Bottom line: It depends!
One final word: Most companies consider switching to AWS not purely on a cost basis ("if it makes sense to switch our hosting to EC2 from a dedicated dreamhost server"), but rather on the breadth of features that AWS offers that are not available in a traditional server hosting service. If all you need is "a server", it's probably easiest to consider Amazon LightSail or keep whatever is currently working for you. The cost saving with AWS won't be dramatic (or it might not even be cheaper!), but it will offer you a lot more capabilities if you ever grow beyond just requiring "a server".

Pricing and operation concerns for Amazon EC2

My knowledge regarding servers is limited and I'm trying to figure learn more. I'm currently looking into EC2 and I have a question regarding their 'hours of runtime' for a single instance.
Say I go with an m1.medium instance which is $0.120 per hour. Is there any kind of underlying meaning to that? Or is it literally, if my server is working on something 24/7 for a month (31 days) that I'll be billed at $89.28 (24 * .120 * 31)? If I have an unusually high period of activity I don't want to receive a $1000 bill because I didn't fully understand the server pricing.
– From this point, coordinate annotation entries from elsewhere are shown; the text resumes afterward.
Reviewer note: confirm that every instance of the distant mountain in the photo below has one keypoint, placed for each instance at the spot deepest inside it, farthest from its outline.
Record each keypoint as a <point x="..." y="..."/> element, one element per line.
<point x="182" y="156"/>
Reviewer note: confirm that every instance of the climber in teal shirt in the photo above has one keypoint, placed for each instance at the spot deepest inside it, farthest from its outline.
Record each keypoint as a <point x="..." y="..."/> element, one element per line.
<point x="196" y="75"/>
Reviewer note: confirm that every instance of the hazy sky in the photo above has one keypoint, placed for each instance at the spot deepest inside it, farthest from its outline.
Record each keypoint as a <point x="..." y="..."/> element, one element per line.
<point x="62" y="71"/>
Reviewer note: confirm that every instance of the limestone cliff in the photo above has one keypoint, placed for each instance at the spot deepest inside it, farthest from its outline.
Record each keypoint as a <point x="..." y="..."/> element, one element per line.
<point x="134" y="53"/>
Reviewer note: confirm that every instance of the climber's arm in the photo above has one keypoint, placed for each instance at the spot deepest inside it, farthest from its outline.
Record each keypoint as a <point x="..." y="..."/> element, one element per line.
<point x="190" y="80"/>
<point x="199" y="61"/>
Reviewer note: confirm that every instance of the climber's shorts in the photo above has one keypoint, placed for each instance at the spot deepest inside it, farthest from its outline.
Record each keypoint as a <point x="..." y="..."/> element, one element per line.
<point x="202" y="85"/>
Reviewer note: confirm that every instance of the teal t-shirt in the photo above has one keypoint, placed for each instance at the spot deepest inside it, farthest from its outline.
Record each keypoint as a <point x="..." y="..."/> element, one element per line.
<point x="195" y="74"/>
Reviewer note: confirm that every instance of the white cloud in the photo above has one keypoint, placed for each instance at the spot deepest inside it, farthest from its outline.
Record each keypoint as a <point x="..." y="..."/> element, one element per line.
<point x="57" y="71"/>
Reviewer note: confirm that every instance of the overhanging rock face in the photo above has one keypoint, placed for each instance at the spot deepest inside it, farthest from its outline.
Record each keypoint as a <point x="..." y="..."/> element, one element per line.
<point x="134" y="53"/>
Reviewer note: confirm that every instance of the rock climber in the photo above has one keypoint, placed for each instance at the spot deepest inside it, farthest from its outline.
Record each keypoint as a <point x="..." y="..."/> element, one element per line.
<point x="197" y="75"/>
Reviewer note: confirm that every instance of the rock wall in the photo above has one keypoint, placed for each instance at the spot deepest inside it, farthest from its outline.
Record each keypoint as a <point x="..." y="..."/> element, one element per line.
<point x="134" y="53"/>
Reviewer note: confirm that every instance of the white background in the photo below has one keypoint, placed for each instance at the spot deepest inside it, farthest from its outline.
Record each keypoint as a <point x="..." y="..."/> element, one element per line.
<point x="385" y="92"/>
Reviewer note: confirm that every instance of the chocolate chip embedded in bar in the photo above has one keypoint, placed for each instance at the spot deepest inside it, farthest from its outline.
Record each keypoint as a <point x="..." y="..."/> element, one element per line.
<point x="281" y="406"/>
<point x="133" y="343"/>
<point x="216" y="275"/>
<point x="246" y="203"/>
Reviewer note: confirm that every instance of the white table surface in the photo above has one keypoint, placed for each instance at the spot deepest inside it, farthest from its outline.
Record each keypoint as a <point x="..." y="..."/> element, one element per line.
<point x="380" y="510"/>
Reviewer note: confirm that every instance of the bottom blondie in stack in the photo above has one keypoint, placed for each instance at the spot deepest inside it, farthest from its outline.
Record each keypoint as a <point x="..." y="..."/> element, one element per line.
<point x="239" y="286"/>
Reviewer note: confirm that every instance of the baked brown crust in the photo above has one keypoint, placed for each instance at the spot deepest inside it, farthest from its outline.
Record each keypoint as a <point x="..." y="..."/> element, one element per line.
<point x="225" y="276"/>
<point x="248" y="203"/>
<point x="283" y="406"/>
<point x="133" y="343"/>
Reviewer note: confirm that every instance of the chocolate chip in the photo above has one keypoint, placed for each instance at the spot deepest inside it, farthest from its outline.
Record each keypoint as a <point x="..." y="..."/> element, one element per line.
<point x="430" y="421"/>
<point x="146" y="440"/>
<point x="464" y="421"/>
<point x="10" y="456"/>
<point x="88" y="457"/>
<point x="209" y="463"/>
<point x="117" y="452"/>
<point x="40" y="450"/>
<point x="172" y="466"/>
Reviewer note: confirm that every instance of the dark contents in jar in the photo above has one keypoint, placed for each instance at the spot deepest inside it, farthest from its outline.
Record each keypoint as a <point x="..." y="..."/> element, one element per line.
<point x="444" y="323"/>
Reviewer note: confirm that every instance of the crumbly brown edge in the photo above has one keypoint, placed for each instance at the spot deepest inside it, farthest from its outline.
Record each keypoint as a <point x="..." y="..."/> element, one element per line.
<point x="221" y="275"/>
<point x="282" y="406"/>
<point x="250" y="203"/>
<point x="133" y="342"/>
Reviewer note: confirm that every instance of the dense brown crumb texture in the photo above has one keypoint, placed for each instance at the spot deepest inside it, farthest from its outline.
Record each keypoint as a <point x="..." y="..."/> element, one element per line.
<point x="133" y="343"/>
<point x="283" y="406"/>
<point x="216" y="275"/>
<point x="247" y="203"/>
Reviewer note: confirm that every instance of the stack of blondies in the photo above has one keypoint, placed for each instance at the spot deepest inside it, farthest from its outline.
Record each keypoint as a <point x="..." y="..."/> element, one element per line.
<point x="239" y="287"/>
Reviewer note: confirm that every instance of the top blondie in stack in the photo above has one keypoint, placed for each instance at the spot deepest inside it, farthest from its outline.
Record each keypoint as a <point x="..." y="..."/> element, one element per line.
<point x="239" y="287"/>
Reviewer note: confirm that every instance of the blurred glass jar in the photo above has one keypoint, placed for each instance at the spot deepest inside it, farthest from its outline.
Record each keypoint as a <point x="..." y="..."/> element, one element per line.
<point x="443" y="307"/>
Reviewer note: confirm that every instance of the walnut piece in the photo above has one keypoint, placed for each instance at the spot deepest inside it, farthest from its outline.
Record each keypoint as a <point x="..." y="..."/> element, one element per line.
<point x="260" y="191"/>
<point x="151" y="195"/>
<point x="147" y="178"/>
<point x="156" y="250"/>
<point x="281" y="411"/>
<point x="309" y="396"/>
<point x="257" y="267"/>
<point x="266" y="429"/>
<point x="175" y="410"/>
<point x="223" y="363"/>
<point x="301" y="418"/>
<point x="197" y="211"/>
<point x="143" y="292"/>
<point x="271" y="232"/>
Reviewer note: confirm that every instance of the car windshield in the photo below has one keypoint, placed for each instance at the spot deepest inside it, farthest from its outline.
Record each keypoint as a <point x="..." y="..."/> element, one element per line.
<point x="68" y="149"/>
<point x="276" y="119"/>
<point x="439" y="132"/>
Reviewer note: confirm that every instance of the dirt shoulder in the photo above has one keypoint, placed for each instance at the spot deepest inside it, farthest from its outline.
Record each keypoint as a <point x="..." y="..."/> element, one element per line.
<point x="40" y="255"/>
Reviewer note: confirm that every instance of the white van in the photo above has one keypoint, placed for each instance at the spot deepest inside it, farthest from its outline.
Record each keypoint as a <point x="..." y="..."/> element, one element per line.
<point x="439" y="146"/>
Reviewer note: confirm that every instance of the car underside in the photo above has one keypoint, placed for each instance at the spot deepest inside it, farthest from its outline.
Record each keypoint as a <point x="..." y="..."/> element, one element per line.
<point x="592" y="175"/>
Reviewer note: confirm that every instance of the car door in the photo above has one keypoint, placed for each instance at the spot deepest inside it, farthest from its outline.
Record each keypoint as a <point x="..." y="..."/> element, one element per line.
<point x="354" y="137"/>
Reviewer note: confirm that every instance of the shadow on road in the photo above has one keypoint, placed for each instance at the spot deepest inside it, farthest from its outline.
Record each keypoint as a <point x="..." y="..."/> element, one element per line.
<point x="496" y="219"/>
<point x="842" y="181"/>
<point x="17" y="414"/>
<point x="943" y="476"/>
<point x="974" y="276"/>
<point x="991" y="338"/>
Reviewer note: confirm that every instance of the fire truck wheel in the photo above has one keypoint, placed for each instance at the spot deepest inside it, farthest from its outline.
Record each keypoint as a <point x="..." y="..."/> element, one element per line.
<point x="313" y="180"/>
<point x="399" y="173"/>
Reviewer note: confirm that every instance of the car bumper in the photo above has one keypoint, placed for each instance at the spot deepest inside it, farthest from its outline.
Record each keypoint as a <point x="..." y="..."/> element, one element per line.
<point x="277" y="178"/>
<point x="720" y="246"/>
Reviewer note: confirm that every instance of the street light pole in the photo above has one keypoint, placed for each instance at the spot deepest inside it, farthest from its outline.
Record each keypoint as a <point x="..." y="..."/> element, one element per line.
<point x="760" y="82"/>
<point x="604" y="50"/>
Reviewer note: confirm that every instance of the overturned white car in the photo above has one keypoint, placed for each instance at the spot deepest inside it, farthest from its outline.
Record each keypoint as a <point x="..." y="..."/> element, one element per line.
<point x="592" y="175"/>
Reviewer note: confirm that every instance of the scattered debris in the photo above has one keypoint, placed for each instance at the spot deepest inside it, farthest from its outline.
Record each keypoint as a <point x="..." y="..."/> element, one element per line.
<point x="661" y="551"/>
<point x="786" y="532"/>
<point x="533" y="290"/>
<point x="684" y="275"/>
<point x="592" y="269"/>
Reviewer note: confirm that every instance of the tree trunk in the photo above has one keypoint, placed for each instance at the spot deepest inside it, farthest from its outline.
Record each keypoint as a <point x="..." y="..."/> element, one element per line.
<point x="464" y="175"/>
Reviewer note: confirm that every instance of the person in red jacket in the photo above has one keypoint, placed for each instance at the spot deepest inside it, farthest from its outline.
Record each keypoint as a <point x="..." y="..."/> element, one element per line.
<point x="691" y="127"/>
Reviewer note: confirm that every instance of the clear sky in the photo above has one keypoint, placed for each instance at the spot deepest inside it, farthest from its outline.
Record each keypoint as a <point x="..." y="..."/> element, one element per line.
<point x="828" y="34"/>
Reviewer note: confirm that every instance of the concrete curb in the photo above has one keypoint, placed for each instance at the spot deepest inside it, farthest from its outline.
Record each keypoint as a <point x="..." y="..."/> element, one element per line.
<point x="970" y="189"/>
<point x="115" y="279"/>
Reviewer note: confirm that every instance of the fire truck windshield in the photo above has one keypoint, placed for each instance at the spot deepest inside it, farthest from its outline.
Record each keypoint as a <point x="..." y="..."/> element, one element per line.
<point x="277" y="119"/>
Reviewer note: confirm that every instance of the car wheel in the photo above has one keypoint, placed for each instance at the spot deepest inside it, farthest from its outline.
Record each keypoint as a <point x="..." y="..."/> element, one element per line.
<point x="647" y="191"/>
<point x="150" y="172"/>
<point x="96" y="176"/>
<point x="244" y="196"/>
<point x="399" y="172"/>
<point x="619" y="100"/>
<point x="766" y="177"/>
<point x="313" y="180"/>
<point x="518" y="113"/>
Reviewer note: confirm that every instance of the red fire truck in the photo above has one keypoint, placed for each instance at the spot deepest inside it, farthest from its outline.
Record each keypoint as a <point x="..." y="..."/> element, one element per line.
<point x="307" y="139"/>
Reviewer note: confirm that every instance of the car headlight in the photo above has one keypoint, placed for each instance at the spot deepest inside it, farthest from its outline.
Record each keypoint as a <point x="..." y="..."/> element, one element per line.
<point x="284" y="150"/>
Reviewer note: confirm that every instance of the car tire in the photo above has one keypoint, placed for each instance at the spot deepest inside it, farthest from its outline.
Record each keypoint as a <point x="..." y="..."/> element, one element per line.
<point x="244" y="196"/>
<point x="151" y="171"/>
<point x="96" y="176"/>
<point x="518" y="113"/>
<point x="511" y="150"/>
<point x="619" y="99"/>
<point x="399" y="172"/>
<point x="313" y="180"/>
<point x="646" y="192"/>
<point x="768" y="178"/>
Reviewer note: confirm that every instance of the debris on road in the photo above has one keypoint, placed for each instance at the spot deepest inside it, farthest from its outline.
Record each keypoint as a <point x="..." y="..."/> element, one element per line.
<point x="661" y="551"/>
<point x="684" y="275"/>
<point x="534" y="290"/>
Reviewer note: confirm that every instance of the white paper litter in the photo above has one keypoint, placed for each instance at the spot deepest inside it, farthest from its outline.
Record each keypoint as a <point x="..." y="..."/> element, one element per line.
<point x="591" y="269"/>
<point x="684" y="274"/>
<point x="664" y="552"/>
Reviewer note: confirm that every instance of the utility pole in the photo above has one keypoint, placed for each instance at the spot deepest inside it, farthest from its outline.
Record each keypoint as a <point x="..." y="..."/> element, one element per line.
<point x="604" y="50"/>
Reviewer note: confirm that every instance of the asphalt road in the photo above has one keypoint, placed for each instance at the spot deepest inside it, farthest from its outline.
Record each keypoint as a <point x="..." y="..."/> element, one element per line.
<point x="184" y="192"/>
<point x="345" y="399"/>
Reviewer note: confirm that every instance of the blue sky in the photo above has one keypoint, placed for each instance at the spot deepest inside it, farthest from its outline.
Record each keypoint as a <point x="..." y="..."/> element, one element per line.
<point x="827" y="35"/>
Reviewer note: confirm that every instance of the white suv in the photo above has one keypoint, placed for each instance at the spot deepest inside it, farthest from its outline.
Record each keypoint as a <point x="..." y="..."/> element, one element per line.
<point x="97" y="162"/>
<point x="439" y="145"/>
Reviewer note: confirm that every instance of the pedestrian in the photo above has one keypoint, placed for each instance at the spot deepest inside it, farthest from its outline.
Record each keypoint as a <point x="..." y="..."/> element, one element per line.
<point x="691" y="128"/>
Also, would 2 m1.small instances perform about the same as 1 m1.medium instance, or is the relationship not entirely linear?
Thanks
Those $89.28 are indeed money billed for a month of ec2.medium instance usage. But you also should be aware of
DataTransfer costs (for example, if you host a web application, amout of data served to your end users is billed)
Storage price, as your instance should have some storage, same applies for backups (for example in form of snapshots, they are billed for space used)
You also might be billed for other services (such as EMR), but just in case you use them, so no need to worry right from the start.
Refer to EC2 price or price calculator
If you worry about unexpected bills, set up a billing alert. You'll be notified if your bill exceeds your expectations.
As for performance, 2 m1.small is roughly equal to m1.medium only in terms of CPU, but performance often depends on IO, architecture (32b vs 64b) and other factors. I had a use case when t1.micro instance outperformed m1.medium.